InfoSphere creates new opportunity for channel to increase customer service levels

IBM’s (NYSE: IBM) business strategy continues to evolve. While historically, IBM has been associated with mainframe technology – and database hardware – in the past four years or so, IBM’s approach has shifted slightly to include software application management products. Complimenting its hardware line, software applications are increasingly a focus for IBM as it pushes into 2009.

The IBM Information On Demand 2008 conference in Las Vegas this week highlights the importance of optimizing business applications and managing data effectively. IBM’s InfoSphere suite is a solution to these two emerging trends. Paric Sweeney, IBM’s vice president product management information platform & solutions, software group, describes InfoSphere as being, “a supply chain of information for applications coming from databases.”

In a nutshell, InfoSphere moves data from one application to another, in a streamlined, effective and managed manner. Consider information stored in an enterprise resource program (ERP) or in a customer relationship management (CRM) program. Sitting there, it is interesting, but without further analysis (in this case, transferred to an analytics program such as Cognos), it isn’t as valuable as it could be.

Before the data is transferred to a different database, however, it should be recognized as being valid. At this stage, Sweeney is quick to highlight the significance of business trust. While “trust” is commonly associated as being important between people, it applies to technology as well. The applications must have a significant amount of trust associated with the data, thereby rendering it valuable.
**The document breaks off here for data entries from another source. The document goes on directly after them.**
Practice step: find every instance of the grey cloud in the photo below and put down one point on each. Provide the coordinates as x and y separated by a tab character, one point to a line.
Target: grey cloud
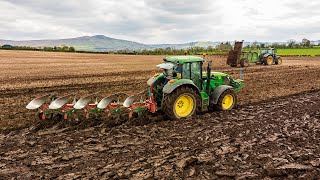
155	21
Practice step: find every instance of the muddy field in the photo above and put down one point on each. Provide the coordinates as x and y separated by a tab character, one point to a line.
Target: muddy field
277	139
25	74
272	134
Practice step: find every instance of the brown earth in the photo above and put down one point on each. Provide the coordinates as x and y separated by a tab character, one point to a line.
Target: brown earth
273	134
24	74
276	139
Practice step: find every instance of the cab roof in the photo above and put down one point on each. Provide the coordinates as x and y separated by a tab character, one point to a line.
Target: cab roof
183	59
Contributing to an application’s security in data is its ability to ‘see’ where the data originated, and the path it took to reach the application in question. Sweeney was quick to point out that information can stem from a variety of sources – Oracle, IBM, etc. The important part is being able to trace its origins.

To understand the data, InfoSphere assesses it first. This activity is called, ‘data profiling’. Profiling includes inspecting the data understand and assess which problems are likely to occur in different scenarios.
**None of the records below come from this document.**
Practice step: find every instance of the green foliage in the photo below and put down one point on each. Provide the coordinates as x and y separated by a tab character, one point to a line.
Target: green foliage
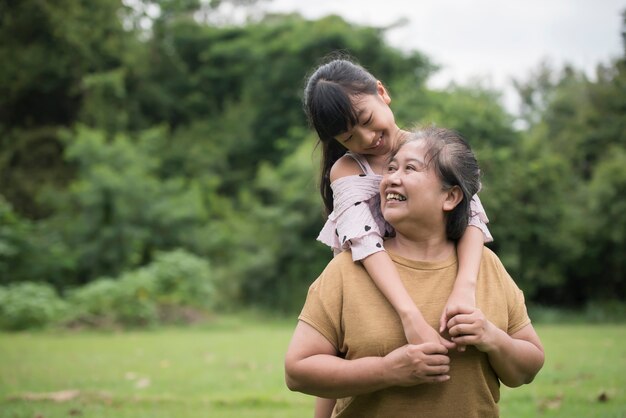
29	305
119	141
276	267
167	290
InfoSphere assesses both the quality of the data and the database (the original and the intended receiver.) With the knowledge of potential pitfalls and successes, the risk of changing programs is manageable.

Once the data – and the databases – are deemed ‘good’, InfoSphere moves the data. This is where InfoSphere provides its key benefits. It, “enables any movement methods, [using] the right tool for the right job,” states Sweeney, by focusing on two critical pieces, the database and master data.
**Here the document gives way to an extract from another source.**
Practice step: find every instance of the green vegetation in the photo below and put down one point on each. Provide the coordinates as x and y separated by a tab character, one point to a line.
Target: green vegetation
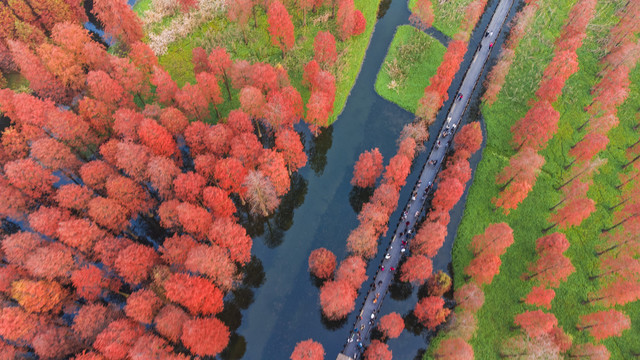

New for 2008/2009 to the InfoSphere suite, are four main components in:Foundation Tools, Master Data Management (MDM), Information Server and Traceability Server.

1. Foundation Tools: Enhancements are, “designed to provide environments to understand what data you have, glossary of business terms, encyclopaedia of terms & data”, explains Sweeney. The tools not vendor-specific, nor are they vendor-specific.

2. Master Data Management: MDM provides a central repository for the organization’s data, enabling rapid deployment, data analysis and data transfer.

3. Information Server: provides the “mechanism to move information,” describes Sweeney. As an example, it drives the move of data between an Oracle server to IBM’s Cognos server for analysis. This move, when completed by Information Server, is done in an optimal fashion. “Information server optimizes the move, identifying which tasks should be completed by each server,” describes Sweeney, thereby providing both the fastest and the most efficient movement of data.

4. Traceability Server: “Tracks physical goods in a supply chain,” explains Sweeney. For products with a high value, traceability server provides the ability to manage costs. For the public sector, the enhancements enable “business improvement processes,” over previous versions. Two common ways to track products are RFID tags or bar codes, and “IBM will support either sensor network to trace the goods,” explains Sweeney. Industries which use traceability server include automotive, “tracking parts from sub assembly through to OEM,” and the food industry, “to certify food supply characteristics,” explains Sweeney. Cognos provides the overall dashboard view of the information.

When considering the installation of InfoSphere, the initiative must come from business drivers. Three of the most common drivers include mergers and acquisitions, where “multiple businesses must be integrated to provide a single view of the business.” Another common driver is found on the sales side of the business. “Multi channel sales models, i.e. online and physical, [challenge] inventory management practices,” Sweeney said.

Consider one model selling products, and the other accepting returns, but the two not working together. The third common business driver is cost reduction. The more efficiency an IT department can, “move data between channels,” comments Sweeney, the more costs are under control.

The go-to-market strategy for InfoSphere currently involves IBM Global Services working with large, global organizations such as Accenture or InfoSys. IBM provides “black belts” in the technology – some of which are from its Markham, Ont.-based software lab – to provide technical expertise as necessary.

InfoSphere’s key takeaway is that it “manipulates and delivers the information,” states Sweeny. There is a growing need for this ability, he suggests, as organizations look to optimize their IT infrastructure, as well as better understand, use, and increase the value of the data on hand. This represents a shifting demand from customers, a demand IBM is responding to, and an opportunity for its partner community to increase customer service levels and product portfolios.